Who stands to gain the most fantasy value from the trade deadline? It won't be Dwight Howard.
Has the NBA trade deadline ever killed your fantasy team?
Two years ago, I was piloting a fantasy basketball team that looked like a team of destiny. The key to my team was the incredible overproduction of my fourth-round pick, Antawn Jamison.
Then the trade deadline came.
Jamison went from being the man on the Washington Wizards, to playing "Robin" to Lebron James' "Batman" in Cleveland, and I went from being favored to win a title to being playoff fodder.
Control your team's fate by preparing for the inevitable deadline deals. The following players are people you could get right now that stand to gain the most from potential trades.

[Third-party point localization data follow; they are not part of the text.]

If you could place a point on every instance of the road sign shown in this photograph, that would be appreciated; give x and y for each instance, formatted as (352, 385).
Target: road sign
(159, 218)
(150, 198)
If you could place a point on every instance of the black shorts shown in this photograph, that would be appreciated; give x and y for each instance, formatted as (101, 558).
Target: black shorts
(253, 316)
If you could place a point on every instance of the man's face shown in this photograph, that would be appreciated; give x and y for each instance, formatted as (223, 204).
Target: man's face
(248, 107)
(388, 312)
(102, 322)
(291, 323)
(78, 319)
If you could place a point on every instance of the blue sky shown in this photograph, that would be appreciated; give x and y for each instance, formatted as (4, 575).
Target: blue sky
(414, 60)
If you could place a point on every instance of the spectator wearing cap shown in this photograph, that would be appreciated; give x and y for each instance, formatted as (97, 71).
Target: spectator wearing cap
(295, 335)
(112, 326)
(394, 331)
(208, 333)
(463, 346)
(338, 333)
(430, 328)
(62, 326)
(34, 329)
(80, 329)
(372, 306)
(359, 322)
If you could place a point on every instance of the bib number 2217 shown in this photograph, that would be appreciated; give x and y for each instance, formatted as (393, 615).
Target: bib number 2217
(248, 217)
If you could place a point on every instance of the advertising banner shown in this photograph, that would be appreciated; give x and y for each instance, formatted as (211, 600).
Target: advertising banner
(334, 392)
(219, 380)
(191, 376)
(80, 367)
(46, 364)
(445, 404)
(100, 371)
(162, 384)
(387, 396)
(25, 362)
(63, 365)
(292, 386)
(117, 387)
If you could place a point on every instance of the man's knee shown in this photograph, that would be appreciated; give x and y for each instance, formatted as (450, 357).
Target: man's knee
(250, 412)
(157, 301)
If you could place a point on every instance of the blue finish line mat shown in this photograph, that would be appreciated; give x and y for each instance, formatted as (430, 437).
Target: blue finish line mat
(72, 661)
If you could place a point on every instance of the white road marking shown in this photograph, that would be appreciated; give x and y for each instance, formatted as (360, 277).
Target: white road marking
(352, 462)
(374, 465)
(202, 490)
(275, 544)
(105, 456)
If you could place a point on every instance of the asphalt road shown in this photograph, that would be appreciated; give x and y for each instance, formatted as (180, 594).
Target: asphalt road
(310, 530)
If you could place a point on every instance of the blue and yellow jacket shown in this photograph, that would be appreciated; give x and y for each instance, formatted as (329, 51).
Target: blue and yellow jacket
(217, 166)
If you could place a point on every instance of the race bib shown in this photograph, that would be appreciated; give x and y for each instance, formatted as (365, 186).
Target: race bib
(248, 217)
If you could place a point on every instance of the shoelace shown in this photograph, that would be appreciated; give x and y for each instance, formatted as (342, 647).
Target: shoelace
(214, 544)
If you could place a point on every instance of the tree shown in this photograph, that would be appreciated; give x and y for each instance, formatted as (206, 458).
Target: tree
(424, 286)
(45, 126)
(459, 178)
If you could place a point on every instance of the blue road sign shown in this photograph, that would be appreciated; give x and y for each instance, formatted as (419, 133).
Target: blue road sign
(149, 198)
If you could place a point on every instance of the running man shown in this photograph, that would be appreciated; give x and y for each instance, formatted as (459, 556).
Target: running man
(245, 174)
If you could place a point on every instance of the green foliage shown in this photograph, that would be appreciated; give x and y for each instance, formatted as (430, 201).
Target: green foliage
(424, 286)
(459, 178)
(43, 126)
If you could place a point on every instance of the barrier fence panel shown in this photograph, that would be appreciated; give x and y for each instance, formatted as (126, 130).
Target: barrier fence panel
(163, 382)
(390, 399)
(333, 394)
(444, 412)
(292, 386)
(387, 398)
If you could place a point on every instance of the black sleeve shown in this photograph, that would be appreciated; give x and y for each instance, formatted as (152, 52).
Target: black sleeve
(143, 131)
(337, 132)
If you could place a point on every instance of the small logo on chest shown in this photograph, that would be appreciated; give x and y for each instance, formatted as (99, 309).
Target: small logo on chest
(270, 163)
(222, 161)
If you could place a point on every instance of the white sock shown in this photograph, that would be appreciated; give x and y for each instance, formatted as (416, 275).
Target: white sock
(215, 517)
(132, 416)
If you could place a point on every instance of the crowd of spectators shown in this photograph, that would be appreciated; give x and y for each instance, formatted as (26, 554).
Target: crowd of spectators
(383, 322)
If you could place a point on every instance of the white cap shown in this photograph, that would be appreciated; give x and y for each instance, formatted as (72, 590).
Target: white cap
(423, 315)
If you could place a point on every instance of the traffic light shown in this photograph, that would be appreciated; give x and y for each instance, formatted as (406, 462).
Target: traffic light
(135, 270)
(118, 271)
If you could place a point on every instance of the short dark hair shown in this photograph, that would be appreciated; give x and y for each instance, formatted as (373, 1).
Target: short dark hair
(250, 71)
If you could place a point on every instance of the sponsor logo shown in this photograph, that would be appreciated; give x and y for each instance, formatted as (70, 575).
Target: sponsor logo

Of course, some of the deals won't get made, so making moves to add guys prior to the passing of the deadline is risky...but with greater risk comes greater reward.
Sure, Beasley can rub people the wrong way and end up in the coach's doghouse. But the beauty of fantasy basketball is that you don't have to worry about how he gets along with his fantasy teammates.
If Beasley gets traded, he will likely get an additional 8-10 minutes per game, and the pure scorer will be more than happy to take as many shots as possible in his new-found playing time.
There's a reason Derrick Williams was taken No. 2 overall. (If you ask him, there are reasons he should have been taken first overall.)
With a Beasley trade, Williams will also benefit from an additional 8-10 minutes per game, and his recent play gives reason to believe he can become a fantasy factor.
Jeff Teague's emergence has left Hinrich in a clear backup role. With a number of teams in need of capable PGs, expect to see Hinrich moved.
A change of scenery could revive his fantasy productivity to the point where he could double his current production and approach his career averages of 12.8ppg, 5.5ast, and 3.2reb.
If Hinrich can find a new home, so could Ramon Sessions. He's proven his ability in the past and also in spot starts this year, so it is likely that Sessions is rostered.
A well-informed Sessions owner may have a lofty price tag on him, but it never hurts to inquire.
If we're being honest, the Big Three in Boston haven't really been all that big, even since last year. The championship run is over, and now Kevin Garnett, Paul Pierce and Ray Allen (as well as Boston's best player, Rajon Rondo) are all up for grabs.
Brandon Bass is a sneaky pick as a beneficiary of any trade the Celtics make. As a fantasy owner, you could get Bass in a minor trade, or possibly as a very profitable throw-in in a major trade involving star players.
I'm torn in how to phrase this: Do I say that Ray Felton doesn't fit, or do I say that Felton isn't fit?
In any case, he has been a huge disappointment in Portland, but his production last year shows he is capable of being a fantasy asset. Buy low and hope that a new uniform helps mask his flaws.
Stephen Jackson hasn't won over coach Scott Skiles, and his production this year is waiver-wire material. Prior to this season, he hadn't averaged less than 15.5ppg for a season in nearly a decade.
If he can escape Milwaukee (any move would likely result in a return to mid-30s minutes per game), Jackson should become a regular fantasy starter once again.
Jerryd Bayless can score in bunches when he has starter's minutes. The only problem is he cannot get enough minutes if Jose Calderon remains on the team.
With a Calderon trade a possibility and Bayless' production to-date capped by Calderon's presence, it is very likely that Bayless is a free agent in your league. If he is and you have someone you can cut, he is worth holding onto until the dust settles on March 15.